La preparazione e la cottura degli alimenti ne influenzano la qualità nutrizionale e potenzialmente gli effetti sulla salute. Questi processi possono avere effetti sia benefici sia negativi, e variano in funzione della matrice alimentare e del metodo di cottura impiegato.

Il trattamento termico degli alimenti induce diverse modificazioni biologiche, fisiche e chimiche che portano a cambiamenti sensoriali, nutrizionali e strutturali.

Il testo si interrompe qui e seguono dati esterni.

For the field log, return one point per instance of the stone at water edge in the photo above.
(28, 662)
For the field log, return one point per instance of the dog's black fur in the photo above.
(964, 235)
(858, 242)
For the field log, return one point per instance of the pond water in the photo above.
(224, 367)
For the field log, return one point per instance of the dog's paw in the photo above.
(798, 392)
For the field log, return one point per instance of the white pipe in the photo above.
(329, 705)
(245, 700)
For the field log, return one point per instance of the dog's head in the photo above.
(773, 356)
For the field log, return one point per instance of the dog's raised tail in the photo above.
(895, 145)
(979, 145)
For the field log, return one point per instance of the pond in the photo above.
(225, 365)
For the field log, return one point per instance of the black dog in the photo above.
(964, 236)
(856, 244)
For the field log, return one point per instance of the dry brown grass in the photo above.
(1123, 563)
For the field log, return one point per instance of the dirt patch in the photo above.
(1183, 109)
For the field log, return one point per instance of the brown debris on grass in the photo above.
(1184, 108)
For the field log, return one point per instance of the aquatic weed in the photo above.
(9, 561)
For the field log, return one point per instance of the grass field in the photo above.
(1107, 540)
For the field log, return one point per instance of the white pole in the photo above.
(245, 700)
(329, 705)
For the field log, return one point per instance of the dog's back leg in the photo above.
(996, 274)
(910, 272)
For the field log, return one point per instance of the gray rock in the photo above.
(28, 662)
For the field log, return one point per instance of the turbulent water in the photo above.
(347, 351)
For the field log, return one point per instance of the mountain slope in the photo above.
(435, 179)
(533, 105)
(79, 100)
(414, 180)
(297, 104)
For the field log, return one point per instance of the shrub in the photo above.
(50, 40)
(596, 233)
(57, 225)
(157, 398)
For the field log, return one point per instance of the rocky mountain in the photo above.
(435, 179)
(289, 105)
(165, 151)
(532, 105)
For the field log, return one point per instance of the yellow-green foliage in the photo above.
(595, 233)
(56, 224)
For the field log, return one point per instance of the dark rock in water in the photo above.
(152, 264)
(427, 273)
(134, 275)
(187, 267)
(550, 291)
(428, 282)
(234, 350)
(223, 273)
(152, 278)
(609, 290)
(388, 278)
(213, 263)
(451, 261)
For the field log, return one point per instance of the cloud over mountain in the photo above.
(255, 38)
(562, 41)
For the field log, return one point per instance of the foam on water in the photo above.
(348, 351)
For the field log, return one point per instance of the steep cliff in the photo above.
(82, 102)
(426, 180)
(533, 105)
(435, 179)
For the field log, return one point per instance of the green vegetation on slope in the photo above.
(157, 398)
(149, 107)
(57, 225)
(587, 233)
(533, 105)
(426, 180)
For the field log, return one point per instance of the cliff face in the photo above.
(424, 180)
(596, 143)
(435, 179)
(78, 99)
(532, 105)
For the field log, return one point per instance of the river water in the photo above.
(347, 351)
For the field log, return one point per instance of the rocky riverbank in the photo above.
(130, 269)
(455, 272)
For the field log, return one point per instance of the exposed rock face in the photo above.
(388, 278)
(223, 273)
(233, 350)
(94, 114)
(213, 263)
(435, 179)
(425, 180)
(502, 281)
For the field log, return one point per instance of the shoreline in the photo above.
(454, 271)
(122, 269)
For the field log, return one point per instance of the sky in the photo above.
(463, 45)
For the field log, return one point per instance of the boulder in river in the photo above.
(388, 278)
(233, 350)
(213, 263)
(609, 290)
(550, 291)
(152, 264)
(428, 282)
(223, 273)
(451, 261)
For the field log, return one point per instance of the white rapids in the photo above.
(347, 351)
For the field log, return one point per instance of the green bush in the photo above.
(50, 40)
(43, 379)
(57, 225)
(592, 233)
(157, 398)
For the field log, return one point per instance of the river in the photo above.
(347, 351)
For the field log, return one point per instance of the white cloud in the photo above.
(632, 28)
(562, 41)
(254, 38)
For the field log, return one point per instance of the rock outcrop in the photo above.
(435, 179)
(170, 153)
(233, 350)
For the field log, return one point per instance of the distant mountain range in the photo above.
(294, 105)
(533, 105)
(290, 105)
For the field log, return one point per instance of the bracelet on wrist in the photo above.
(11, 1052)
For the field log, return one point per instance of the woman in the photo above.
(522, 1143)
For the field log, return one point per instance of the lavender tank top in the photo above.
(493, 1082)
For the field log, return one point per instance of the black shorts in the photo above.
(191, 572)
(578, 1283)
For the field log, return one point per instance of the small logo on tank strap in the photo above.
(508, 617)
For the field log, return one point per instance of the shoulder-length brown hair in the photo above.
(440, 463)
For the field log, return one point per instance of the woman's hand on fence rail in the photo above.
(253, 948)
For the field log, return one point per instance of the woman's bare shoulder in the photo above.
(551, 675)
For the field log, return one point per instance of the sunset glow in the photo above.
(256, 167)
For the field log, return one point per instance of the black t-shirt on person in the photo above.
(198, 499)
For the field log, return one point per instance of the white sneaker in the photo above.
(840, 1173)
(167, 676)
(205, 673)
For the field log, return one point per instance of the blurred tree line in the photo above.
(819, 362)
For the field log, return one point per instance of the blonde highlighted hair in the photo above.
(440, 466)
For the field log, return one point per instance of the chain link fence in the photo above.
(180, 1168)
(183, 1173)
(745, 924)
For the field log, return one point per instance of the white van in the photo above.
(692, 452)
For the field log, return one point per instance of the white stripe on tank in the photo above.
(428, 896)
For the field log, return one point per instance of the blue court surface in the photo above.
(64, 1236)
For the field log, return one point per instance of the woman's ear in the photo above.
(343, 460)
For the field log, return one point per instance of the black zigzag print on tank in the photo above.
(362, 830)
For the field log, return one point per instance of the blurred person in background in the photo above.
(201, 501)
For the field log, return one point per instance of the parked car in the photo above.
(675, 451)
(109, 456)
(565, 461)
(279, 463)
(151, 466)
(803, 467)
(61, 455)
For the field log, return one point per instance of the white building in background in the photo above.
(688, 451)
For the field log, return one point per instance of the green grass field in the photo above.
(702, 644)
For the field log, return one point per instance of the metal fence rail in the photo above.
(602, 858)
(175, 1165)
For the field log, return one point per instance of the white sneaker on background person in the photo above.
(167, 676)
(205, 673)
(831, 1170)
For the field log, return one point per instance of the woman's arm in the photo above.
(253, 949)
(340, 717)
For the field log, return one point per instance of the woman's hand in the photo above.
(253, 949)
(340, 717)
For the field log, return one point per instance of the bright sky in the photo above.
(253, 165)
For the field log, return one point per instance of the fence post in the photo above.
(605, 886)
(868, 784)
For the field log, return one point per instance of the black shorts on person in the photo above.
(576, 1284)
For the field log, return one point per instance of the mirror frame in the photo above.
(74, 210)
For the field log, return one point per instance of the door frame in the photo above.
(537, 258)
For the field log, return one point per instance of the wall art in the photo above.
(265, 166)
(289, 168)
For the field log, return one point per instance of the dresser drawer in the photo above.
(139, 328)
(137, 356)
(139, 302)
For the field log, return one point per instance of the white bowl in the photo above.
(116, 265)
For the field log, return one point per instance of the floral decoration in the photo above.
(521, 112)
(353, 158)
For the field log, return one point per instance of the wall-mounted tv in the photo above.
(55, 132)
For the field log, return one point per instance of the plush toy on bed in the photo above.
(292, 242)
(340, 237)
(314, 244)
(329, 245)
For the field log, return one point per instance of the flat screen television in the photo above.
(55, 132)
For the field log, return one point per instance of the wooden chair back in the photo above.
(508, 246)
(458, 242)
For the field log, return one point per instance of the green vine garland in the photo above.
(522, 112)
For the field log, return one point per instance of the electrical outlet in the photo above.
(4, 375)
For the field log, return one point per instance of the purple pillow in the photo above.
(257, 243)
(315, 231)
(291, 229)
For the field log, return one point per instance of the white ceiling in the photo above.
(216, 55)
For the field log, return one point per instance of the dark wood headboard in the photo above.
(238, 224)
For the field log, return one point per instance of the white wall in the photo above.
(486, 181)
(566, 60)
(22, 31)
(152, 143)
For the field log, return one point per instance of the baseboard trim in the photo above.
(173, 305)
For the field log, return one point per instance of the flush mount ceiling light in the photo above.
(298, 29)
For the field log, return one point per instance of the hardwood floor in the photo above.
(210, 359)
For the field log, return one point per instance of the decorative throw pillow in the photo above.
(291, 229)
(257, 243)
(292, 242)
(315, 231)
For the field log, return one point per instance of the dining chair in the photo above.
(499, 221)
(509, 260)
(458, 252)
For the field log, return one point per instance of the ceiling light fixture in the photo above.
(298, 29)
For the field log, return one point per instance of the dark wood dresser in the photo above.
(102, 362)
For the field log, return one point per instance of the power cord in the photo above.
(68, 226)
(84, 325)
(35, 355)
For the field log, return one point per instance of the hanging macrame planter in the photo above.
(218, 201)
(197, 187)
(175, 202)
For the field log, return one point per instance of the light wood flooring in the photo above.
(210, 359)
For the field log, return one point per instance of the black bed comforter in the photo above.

In generale la cottura aumenta la sicurezza alimentare, perché abbatte la carica di microorganismi, in particolar modo dei prodotti di origine animale, e inattiva fattori anti-nutrizionali presenti in alcune matrici alimentari crude.

Un effetto positivo della cottura è il miglioramento della digeribilità dell’alimento e la biodisponibilità dei nutrienti. Ad esempio le proteine con la cottura vengono denaturate risultando più digeribili, allo stesso modo l’amido subisce la gelatinizzazione, una trasformazione che favorisce l’azione degli enzimi amilasi che lo digeriscono nell’organismo.

Inoltre la cottura è coinvolta nella formazione di composti desiderati come composti aromatici, che si sprigionano ad esempio durante la cottura del pane. Dall’altro canto un trattamento termico inadeguato può deteriorare la qualità del cibo, e portare a conseguenze negative come la perdita di alcuni nutrienti e composti a causa di reazioni chimiche; la formazione di composti indesiderati per il sapore dell’alimento o potenzialmente nocivi per la salute; la perdita di consistenza del prodotto; la perdita di colore.